Beverly and Winston Parsons, centre, celebrated their lottery win with her family earlier this year. (Atlantic Lottery/Instagram - image credit)
Beverly and Winston Parsons, centre, celebrated their lottery win with her family earlier this year. (Atlantic Lottery/Instagram - image credit)

For their 43rd wedding anniversary, Beverly and Winston Parsons decided to take a two-night trip from their home in Hampden, just off Newfoundland's Northern Peninsula to Gander to take in a performance of the musical Come From Away.

They never got to see the show — but they didn't return home empty-handed.

On the first day of their trip in mid-July, they stopped at a convenience store to buy refreshments, Parsons said.

"I told my husband to get a [lottery] ticket, and I threw it in the backpack."

The following day, they went out to see the show, only to discover it show had been cancelled.

It was disappointing, says Parsons, because the musical and the 9/11 events that inspired it hold a special meaning for her. She remembers the day the Twin Towers were hit, and the ensuing days in which as many as 7,000 diverted airplane passengers landed in Gander. At that time, she was a teacher with a class of small children, trying to "cope with how something like that could happen."

A few years later, while on the road to St. John's for her cancer checkup, she found herself caught in traffic, a lineup of vehicles full of people waiting to see a piece of steel from the towers that had been brought to Gander. She had the opportunity to see and touch it.

"So there's all of those things that has happened in our lives that make you think, I guess, we're pretty lucky to be where we are and be thankful for every day."

'I checked it again and again'

The morning after what would have been the night of the show, the couple returned home. Parsons says she unpacked her bag, and threw the lottery ticket on the desk. Shortly after, she saw an announcement on Facebook about a winning ticket sold in Gander.

"I checked it and it was just pure shock. I checked it again and again," she said. In her hands was a $1-million ticket.

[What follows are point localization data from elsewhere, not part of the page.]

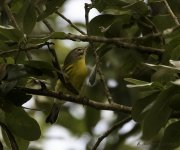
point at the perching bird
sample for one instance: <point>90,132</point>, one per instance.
<point>75,72</point>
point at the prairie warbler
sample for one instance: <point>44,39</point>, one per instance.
<point>75,72</point>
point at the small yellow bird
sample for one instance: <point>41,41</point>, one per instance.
<point>75,72</point>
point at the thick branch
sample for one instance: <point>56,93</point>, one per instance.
<point>77,99</point>
<point>116,41</point>
<point>114,127</point>
<point>171,13</point>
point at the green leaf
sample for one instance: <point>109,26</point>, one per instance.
<point>159,113</point>
<point>51,7</point>
<point>119,26</point>
<point>5,87</point>
<point>39,68</point>
<point>171,138</point>
<point>142,105</point>
<point>102,5</point>
<point>17,97</point>
<point>58,35</point>
<point>15,72</point>
<point>161,22</point>
<point>175,102</point>
<point>10,33</point>
<point>29,19</point>
<point>135,81</point>
<point>19,122</point>
<point>139,7</point>
<point>169,48</point>
<point>103,49</point>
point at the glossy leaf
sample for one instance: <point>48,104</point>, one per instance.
<point>10,33</point>
<point>19,122</point>
<point>171,138</point>
<point>17,97</point>
<point>39,68</point>
<point>175,102</point>
<point>102,5</point>
<point>15,72</point>
<point>159,114</point>
<point>51,7</point>
<point>139,7</point>
<point>29,19</point>
<point>142,105</point>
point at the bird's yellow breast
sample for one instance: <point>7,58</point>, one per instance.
<point>77,73</point>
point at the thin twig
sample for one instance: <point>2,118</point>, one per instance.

She says after the initial shock, the first thing she did was to call her brothers. One lives in Halifax, the other in Ottawa.

"When the lottery hit $50 million, we would always go in on tickets together," she said. "I called my brother in Ottawa through FaceTime and I showed him — or tried to show him because I was shaking so much — and he checked it, and sure enough, it was."

"We will be debt-free," she said and added that she kept true to her and her siblings' deal that if one wins, they will share with the other two.

Come From Away is still on her bucket list.